- The proceeds from initial public offerings slumped 61% worldwide to $21.5 billion during the first quarter, pushed down by rising interest rates, volatile equity markets, persistent inflation and turbulence in global banking, EY said.
- “Amidst persistent macroeconomic and geopolitical uncertainty, exacerbated by stress in the global banking system, IPO windows are fleeting and funding conditions are getting tougher, with investors prioritizing value over growth,” EY Global IPO Leader Paul Go said in a statement.
- The number of IPOs in the Americas rose to 40 during the first quarter, an 11% gain from the first quarter of 2022, with proceeds increasing 9% to $2.6 billion, EY said after totaling reported IPOs from Jan. 1 until March 21, 2023, and expected transactions through March 31.
IPOs may fall following a pullback in credit caused by the March 10 collapse of Silicon Valley Bank and broad turmoil across the banking system, according to Mark Schwartz, the IPO and SPAC capital markets advisory leader at EY.
“IPO activity has already been constrained for the last five or so quarters and a credit squeeze generally won’t help that,” Schwartz said Friday in an email response to questions.
“IPO aspirants that rely on the debt markets for capex or to fund operations could see a reduction in the availability of credit and an increase in funding costs, making it harder for them to achieve their performance goals,” he said.

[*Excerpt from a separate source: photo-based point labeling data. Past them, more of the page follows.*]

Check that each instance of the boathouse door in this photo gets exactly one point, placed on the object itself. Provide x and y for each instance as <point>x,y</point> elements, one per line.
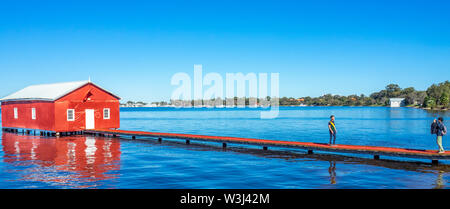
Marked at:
<point>90,119</point>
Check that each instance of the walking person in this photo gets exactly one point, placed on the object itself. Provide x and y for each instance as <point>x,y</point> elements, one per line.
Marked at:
<point>332,129</point>
<point>438,128</point>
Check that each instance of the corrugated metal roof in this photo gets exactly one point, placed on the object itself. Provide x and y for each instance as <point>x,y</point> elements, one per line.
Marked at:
<point>46,92</point>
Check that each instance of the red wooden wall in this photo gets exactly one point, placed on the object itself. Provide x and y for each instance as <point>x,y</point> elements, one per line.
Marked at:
<point>78,100</point>
<point>45,115</point>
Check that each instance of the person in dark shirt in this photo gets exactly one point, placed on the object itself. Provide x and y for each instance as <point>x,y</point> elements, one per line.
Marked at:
<point>332,129</point>
<point>441,130</point>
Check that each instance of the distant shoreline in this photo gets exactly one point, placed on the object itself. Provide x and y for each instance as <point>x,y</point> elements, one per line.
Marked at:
<point>416,107</point>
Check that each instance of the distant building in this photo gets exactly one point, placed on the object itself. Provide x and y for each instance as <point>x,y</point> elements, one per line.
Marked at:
<point>397,102</point>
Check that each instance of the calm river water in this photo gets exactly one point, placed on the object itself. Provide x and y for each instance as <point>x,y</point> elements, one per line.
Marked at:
<point>89,162</point>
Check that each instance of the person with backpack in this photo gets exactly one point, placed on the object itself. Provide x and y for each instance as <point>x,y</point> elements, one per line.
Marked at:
<point>332,129</point>
<point>438,128</point>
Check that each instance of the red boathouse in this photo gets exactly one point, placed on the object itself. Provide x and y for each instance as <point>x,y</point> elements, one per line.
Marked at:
<point>61,107</point>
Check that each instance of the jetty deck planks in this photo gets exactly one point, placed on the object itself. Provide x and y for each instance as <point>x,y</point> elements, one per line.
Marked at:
<point>310,146</point>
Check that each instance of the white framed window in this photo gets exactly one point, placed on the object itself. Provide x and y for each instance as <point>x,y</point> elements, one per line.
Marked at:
<point>16,113</point>
<point>106,113</point>
<point>33,113</point>
<point>70,115</point>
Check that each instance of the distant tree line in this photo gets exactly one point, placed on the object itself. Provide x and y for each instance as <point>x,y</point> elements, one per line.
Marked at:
<point>436,96</point>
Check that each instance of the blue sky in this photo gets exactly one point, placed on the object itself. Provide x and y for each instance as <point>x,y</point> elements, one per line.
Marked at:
<point>133,48</point>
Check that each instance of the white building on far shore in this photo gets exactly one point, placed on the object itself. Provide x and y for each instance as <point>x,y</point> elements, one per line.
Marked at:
<point>397,102</point>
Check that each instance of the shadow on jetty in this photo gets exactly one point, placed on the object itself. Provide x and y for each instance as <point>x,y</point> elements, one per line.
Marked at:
<point>295,155</point>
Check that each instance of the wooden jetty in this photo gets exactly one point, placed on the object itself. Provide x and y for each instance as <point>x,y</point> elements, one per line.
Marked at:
<point>376,151</point>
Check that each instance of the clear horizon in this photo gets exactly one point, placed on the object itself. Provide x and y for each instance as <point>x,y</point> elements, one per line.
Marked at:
<point>134,48</point>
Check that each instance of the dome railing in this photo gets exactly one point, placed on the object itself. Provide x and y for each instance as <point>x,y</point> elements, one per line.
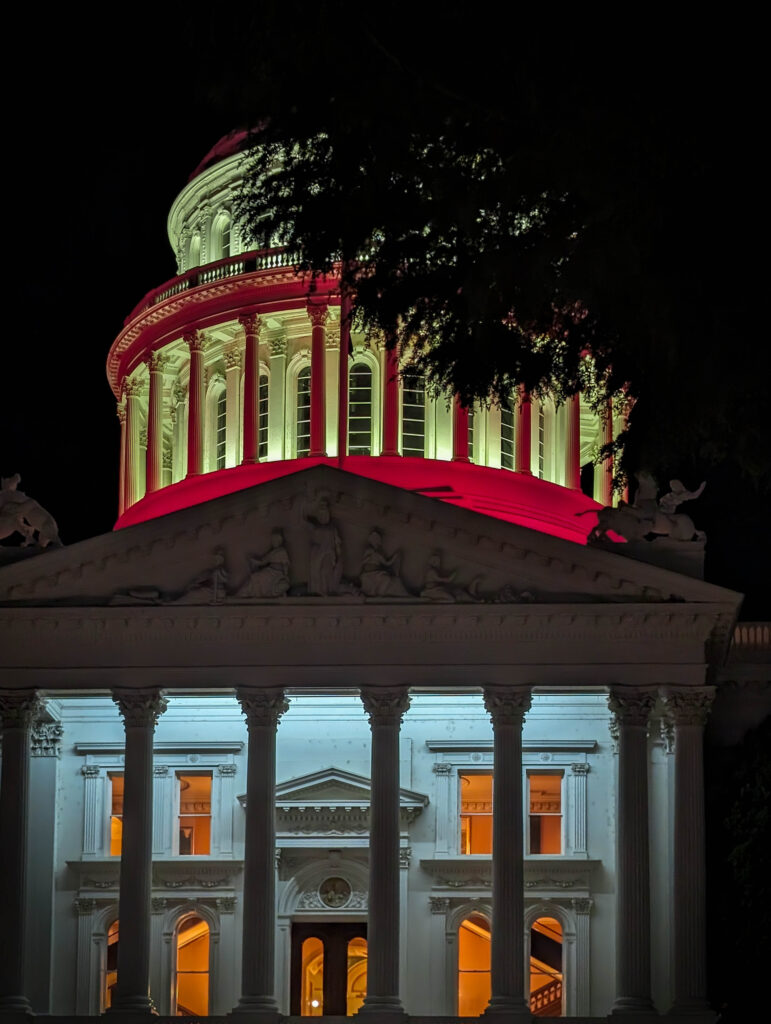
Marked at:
<point>230,266</point>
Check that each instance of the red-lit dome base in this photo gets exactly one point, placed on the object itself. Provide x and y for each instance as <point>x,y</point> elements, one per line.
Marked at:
<point>517,498</point>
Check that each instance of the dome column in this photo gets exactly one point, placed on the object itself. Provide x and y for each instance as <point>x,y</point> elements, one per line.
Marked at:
<point>385,709</point>
<point>460,431</point>
<point>509,995</point>
<point>572,442</point>
<point>263,709</point>
<point>687,709</point>
<point>17,712</point>
<point>252,326</point>
<point>391,401</point>
<point>157,363</point>
<point>522,434</point>
<point>140,710</point>
<point>317,315</point>
<point>195,341</point>
<point>132,390</point>
<point>632,708</point>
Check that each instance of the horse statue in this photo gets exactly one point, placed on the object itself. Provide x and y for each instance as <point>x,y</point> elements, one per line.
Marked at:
<point>19,514</point>
<point>648,514</point>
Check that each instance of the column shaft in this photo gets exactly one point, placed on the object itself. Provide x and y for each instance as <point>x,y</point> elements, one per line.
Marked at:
<point>139,710</point>
<point>460,431</point>
<point>572,442</point>
<point>317,315</point>
<point>688,709</point>
<point>263,709</point>
<point>522,442</point>
<point>391,402</point>
<point>632,709</point>
<point>251,324</point>
<point>385,709</point>
<point>17,710</point>
<point>509,984</point>
<point>154,474</point>
<point>196,424</point>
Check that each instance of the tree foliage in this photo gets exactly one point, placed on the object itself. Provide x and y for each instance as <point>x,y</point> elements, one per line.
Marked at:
<point>504,204</point>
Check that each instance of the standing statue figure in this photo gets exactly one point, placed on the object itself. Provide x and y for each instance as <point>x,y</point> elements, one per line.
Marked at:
<point>24,515</point>
<point>269,573</point>
<point>379,572</point>
<point>326,563</point>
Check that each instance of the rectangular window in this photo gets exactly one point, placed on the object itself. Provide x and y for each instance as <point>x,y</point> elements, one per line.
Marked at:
<point>116,813</point>
<point>545,812</point>
<point>476,813</point>
<point>195,814</point>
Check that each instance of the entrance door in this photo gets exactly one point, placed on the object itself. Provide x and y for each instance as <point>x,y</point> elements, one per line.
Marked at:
<point>329,968</point>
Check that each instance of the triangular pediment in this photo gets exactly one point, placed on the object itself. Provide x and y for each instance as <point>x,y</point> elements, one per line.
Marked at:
<point>326,536</point>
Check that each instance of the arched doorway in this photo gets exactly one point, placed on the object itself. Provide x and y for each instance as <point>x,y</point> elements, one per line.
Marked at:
<point>329,968</point>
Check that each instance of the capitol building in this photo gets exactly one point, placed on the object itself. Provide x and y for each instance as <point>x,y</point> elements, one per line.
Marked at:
<point>345,716</point>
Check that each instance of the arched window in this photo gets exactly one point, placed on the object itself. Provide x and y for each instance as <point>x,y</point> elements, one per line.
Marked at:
<point>546,968</point>
<point>473,966</point>
<point>413,414</point>
<point>191,973</point>
<point>111,965</point>
<point>302,418</point>
<point>311,996</point>
<point>262,418</point>
<point>507,437</point>
<point>220,430</point>
<point>359,410</point>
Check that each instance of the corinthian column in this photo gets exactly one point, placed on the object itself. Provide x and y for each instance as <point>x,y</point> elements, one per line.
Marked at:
<point>688,709</point>
<point>17,711</point>
<point>317,315</point>
<point>195,341</point>
<point>385,709</point>
<point>252,326</point>
<point>263,709</point>
<point>509,995</point>
<point>140,710</point>
<point>632,708</point>
<point>522,432</point>
<point>156,365</point>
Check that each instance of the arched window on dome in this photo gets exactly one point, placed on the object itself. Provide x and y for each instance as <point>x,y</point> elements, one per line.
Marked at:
<point>262,404</point>
<point>473,966</point>
<point>507,436</point>
<point>359,410</point>
<point>302,413</point>
<point>413,414</point>
<point>190,990</point>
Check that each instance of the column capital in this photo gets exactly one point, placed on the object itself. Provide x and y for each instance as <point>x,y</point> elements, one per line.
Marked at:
<point>688,706</point>
<point>632,706</point>
<point>141,708</point>
<point>262,707</point>
<point>18,709</point>
<point>317,313</point>
<point>507,705</point>
<point>385,706</point>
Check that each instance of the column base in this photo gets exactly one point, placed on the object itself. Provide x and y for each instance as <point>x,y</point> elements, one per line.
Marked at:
<point>505,1008</point>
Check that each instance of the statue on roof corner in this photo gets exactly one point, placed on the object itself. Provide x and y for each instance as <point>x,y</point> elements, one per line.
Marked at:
<point>649,516</point>
<point>19,514</point>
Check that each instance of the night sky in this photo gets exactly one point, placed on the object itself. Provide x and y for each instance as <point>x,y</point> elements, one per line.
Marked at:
<point>103,128</point>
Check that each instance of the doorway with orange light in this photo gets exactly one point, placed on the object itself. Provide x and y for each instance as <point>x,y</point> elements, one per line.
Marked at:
<point>329,968</point>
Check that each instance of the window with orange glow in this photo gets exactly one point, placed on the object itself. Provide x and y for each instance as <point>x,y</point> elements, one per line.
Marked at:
<point>195,813</point>
<point>545,812</point>
<point>191,995</point>
<point>476,813</point>
<point>311,995</point>
<point>356,989</point>
<point>116,813</point>
<point>473,966</point>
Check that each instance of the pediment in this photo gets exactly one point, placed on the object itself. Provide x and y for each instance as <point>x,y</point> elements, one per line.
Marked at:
<point>323,536</point>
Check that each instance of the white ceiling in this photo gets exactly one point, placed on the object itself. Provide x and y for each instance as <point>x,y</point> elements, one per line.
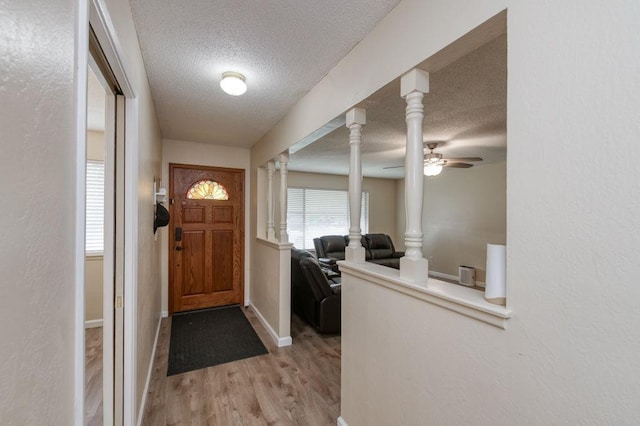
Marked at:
<point>465,109</point>
<point>283,48</point>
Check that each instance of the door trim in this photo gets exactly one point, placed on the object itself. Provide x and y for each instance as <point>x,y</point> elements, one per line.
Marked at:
<point>94,12</point>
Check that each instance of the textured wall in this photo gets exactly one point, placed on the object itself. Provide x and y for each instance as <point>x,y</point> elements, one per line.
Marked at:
<point>569,354</point>
<point>463,210</point>
<point>37,194</point>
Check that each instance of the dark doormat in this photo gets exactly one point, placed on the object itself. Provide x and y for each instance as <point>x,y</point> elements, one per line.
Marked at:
<point>209,337</point>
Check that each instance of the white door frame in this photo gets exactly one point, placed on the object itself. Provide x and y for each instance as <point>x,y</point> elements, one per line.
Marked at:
<point>95,12</point>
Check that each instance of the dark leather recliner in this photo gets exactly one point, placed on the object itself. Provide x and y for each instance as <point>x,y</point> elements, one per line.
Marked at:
<point>378,248</point>
<point>330,249</point>
<point>313,297</point>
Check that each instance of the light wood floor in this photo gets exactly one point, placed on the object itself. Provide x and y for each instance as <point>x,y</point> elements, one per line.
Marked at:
<point>93,377</point>
<point>294,385</point>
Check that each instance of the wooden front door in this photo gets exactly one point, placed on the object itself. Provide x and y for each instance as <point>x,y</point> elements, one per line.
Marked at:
<point>206,242</point>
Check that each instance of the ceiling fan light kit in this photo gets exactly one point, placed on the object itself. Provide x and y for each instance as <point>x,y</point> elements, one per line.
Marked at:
<point>233,83</point>
<point>434,162</point>
<point>432,169</point>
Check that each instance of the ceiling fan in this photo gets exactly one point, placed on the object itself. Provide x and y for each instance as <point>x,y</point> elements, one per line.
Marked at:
<point>434,162</point>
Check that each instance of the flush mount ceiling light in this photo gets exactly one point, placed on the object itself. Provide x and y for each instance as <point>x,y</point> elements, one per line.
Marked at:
<point>233,83</point>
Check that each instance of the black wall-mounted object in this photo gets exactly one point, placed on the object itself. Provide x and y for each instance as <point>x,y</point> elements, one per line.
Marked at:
<point>161,218</point>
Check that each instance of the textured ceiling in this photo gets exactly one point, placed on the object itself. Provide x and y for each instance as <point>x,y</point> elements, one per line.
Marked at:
<point>465,109</point>
<point>283,48</point>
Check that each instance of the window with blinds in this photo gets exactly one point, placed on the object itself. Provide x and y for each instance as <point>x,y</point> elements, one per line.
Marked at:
<point>312,213</point>
<point>94,222</point>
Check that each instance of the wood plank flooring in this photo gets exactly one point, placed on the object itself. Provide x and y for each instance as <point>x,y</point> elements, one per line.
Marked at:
<point>93,377</point>
<point>294,385</point>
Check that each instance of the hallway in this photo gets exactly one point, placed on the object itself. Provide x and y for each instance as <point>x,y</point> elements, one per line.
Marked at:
<point>293,385</point>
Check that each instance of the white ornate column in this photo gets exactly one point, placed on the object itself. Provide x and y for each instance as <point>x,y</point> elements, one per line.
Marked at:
<point>413,86</point>
<point>271,228</point>
<point>355,119</point>
<point>284,160</point>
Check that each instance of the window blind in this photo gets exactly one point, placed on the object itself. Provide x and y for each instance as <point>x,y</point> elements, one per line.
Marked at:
<point>312,213</point>
<point>94,222</point>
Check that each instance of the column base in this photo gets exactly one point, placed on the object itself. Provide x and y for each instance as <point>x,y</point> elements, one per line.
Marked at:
<point>354,254</point>
<point>414,270</point>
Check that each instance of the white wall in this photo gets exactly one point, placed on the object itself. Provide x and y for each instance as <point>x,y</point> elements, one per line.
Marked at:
<point>463,210</point>
<point>382,213</point>
<point>569,354</point>
<point>184,152</point>
<point>37,250</point>
<point>149,151</point>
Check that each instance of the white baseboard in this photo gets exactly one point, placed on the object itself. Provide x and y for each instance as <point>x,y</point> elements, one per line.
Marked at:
<point>453,277</point>
<point>146,385</point>
<point>280,341</point>
<point>93,323</point>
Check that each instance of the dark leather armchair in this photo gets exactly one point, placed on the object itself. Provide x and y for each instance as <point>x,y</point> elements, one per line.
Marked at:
<point>313,297</point>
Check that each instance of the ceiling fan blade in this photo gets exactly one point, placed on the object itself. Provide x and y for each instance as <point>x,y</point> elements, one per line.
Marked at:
<point>458,165</point>
<point>464,159</point>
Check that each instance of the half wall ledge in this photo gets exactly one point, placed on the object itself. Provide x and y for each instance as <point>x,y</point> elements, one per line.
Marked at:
<point>463,300</point>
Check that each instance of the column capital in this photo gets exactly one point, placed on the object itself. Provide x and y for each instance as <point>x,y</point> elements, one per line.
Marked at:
<point>356,116</point>
<point>271,166</point>
<point>414,81</point>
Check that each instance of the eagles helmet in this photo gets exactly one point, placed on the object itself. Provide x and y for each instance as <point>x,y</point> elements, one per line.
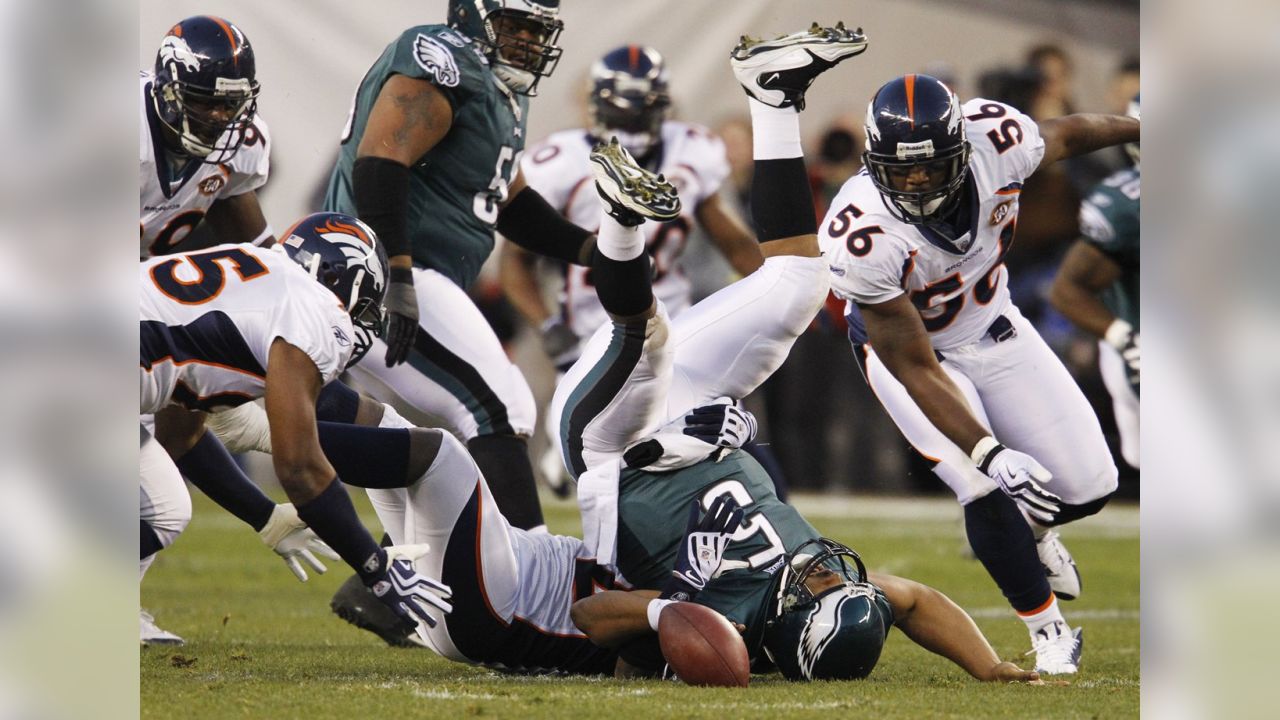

Investors facing high inflation and market instability have shifted their focus from companies with high potential growth to those that show profitability and stable cash flows, EY said.
“Despite the unforgiving economic and geopolitical backdrop, there is light on the horizon, with peaking inflation, energy prices softening and the rebound of mainland China’s economy,” EY said. “The backlog for IPOs are continuing to build as companies are holding out for the stock markets to stabilize and rebound before listing.”
EY tracks several factors to determine whether a turnaround in the IPO market is likely, including inflation, the Federal Reserve’s stance on interest rates and equity valuations, especially for growth stocks, Schwartz said. It also monitors market volatility, geopolitical turbulence, commodity prices, trends in earnings estimates and discussions over the U.S. debt ceiling.
“As we see improvement, or at least stability, in some of these areas, issuers will be more willing to return to the IPO market and investors will be more receptive to looking at new buying opportunities and not just managing existing positions,” he said.
The number of IPOs in the U.S. involving special purpose acquisition companies plummeted to nine during the first quarter, with proceeds sinking to $1 billion, EY said. In 2021, 613 SPAC IPOs in the U.S. raised $162 billion.
“High liquidation and poor post-listing performance of de-SPACs dampened investors’ appetite for new IPOs,” EY said. “As market conditions remain challenging and many promoters of SPACs listed in early 2021 need to complete or unwind their transactions, SPAC IPO activity is likely to be muted in the near term.”